On February 25th, the Biden Administration conducted an airstrike in Syria targeting facilities used by Iranian-backed militia groups. Officials confirmed the attack was retaliation for a strike in northern Iraq that killed one civilian and wounded a US soldier last month.
“We’re confident that that target was being used by the same Shia militias that conducted the strikes,” said Secretary of Defense Lloyd Austin.
The death toll is unknown, though sources on the ground suggest at least 22 people may have died.
“Who would have thought that within 33 days [of Biden’s inauguration], we’d be bombing the Middle East again?” said Donald Trump Jr. last week at CPAC. “I would have!”

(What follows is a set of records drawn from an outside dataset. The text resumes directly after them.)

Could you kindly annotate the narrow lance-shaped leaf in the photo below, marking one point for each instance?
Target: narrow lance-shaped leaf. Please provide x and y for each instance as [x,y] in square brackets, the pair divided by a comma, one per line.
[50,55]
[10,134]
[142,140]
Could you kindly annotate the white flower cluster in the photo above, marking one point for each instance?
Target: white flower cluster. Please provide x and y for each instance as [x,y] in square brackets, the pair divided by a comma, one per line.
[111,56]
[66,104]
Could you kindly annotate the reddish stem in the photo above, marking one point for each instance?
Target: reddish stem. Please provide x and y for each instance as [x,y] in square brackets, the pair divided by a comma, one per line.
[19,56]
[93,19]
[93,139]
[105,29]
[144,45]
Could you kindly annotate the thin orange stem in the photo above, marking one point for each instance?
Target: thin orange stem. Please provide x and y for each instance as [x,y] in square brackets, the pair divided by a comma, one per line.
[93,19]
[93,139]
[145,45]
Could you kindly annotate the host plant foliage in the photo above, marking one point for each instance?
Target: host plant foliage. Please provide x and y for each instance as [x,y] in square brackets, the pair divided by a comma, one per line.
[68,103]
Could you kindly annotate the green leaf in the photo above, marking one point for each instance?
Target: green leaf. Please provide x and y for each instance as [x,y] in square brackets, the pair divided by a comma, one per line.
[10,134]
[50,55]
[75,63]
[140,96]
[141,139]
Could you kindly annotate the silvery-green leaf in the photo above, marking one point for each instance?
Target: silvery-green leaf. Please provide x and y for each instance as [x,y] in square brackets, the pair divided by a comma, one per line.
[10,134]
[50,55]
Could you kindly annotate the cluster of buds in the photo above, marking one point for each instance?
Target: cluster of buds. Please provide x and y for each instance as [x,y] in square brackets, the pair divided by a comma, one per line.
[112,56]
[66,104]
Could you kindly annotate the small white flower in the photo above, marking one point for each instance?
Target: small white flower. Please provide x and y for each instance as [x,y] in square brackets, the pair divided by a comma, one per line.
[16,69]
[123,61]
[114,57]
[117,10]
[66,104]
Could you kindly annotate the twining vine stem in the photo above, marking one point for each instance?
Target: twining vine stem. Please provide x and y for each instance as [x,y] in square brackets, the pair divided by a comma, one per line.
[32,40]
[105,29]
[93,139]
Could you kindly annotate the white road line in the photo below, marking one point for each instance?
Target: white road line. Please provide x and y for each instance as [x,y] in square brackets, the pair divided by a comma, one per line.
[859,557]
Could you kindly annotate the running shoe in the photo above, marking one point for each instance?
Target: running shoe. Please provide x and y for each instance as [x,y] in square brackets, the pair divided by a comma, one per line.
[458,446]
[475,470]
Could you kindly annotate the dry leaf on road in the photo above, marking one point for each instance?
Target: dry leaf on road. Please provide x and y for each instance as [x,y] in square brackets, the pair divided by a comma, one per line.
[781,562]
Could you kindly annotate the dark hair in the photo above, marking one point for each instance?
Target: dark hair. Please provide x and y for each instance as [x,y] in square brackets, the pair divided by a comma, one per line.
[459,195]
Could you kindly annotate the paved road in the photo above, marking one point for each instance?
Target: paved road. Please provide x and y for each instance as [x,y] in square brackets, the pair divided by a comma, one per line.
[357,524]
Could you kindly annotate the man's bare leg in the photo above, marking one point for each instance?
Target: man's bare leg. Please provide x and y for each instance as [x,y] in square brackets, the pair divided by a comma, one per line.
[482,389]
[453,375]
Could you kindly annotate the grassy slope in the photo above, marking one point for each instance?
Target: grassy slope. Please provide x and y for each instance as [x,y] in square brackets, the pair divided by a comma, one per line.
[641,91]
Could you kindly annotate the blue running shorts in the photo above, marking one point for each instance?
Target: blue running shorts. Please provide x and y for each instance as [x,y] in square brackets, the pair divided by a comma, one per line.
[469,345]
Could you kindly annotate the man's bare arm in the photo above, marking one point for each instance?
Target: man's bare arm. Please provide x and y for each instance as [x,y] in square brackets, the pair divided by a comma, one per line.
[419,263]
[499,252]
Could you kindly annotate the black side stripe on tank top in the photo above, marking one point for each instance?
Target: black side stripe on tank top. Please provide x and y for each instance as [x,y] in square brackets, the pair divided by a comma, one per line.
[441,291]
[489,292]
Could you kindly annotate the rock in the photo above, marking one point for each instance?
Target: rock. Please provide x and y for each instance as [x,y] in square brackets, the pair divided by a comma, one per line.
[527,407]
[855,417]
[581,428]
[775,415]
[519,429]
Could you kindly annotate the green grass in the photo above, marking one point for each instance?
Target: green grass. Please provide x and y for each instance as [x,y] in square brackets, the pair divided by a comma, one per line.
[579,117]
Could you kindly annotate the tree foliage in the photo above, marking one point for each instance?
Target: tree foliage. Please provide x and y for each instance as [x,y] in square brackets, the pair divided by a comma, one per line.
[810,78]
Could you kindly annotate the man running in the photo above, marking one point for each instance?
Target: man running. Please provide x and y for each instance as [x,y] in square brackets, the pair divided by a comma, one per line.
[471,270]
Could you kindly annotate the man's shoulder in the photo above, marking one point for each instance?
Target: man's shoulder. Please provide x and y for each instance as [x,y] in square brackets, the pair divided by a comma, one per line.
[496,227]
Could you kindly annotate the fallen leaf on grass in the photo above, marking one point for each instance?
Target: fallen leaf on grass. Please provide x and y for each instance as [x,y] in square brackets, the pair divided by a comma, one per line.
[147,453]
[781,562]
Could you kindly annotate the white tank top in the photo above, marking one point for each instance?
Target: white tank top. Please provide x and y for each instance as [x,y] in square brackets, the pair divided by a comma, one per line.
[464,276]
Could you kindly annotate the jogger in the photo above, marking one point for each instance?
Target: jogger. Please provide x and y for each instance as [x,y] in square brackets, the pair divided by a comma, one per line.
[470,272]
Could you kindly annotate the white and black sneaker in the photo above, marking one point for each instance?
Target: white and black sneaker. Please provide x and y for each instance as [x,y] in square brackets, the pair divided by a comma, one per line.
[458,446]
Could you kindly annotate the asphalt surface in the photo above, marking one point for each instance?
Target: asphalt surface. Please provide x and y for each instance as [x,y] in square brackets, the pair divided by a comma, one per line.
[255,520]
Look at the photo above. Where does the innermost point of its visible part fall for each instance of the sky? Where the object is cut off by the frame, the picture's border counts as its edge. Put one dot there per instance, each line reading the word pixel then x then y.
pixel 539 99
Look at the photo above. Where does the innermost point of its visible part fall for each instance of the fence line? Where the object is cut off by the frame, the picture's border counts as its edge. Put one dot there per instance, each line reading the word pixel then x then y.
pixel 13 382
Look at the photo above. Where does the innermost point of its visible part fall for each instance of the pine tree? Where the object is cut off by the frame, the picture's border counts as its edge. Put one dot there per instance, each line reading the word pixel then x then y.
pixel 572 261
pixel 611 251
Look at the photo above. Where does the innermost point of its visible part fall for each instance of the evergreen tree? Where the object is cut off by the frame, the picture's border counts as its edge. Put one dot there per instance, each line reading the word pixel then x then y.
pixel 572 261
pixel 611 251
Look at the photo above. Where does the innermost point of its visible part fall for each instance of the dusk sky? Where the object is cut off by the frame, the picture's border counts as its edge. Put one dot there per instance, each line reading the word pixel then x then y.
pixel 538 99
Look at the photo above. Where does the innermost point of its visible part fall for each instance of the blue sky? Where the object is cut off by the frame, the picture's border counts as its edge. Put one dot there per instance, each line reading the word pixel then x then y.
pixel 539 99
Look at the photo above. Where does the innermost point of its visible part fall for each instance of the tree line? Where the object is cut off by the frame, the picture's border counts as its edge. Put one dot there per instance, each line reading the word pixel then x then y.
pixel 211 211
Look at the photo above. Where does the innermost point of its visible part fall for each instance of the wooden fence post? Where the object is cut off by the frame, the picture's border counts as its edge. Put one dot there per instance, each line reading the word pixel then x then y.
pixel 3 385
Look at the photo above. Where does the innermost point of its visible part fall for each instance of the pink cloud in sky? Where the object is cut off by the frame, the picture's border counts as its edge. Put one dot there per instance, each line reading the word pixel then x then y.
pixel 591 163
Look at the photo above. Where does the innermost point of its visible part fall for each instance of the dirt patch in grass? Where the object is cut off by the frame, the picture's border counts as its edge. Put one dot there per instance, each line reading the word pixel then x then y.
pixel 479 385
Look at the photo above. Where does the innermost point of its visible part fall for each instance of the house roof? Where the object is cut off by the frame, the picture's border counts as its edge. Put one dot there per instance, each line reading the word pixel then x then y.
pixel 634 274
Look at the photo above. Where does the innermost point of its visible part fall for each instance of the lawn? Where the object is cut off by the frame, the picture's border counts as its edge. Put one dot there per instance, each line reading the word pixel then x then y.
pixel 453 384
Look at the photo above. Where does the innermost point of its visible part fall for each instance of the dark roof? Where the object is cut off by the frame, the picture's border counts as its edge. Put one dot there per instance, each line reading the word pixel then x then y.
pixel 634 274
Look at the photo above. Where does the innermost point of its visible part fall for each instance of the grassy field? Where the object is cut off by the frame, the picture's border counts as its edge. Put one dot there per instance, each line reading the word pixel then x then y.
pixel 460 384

Biden’s predecessor, Donald Trump, also conducted an airstrike in Syria early into his presidency. In April 2017, President Trump launched 59 Tomahawk cruise missiles at an airstrip in Syria as retaliation for a chemical attack in Khan Shaykun.
Trump continued to strike Syria in 2017 and 2018 before pulling out in 2019 – leaving our Kurdish allies at the mercy of the Turks.
“Very quickly the Biden Administration is falling into the same old patterns of before, of responding to this and that without having a clear strategy that actually would extract us from these various conflicts and actually pave the way for much more productive diplomacy,” argues Trita Parsi, executive vice president of the Quincy Institute. “This is not an ambiguous case. The administration’s actions are clearly illegal under the United States’ law and under international law.”
Progressives are particularly frustrated that Biden was able to launch an airstrike but has been unable to secure the $15 minimum wage he promised during his campaign.
“There is a deep problem in our democracy when the Executive Branch is willing to bend over backward to defer to arcane Senate rules to deny Americans a $15 wage but at the same time ride roughshod over Congressional rules [and] procedures to launch military strikes abroad,” argues Rep. Ro Khanna (D-CA).
Others have simply asked for more transparency:
“I don’t know what they struck or what targets they went after; I hope it just wasn’t bombs in the desert,” said former Secretary of State Mike Pompeo. “I hope it really went after something that threatened the United States of America. If not, it’s useless.”
Republicans to side with the Biden Administration in support of the strike include Senator Mitch McConnell (R-KY) and Senator Lindsey Graham (R-SC).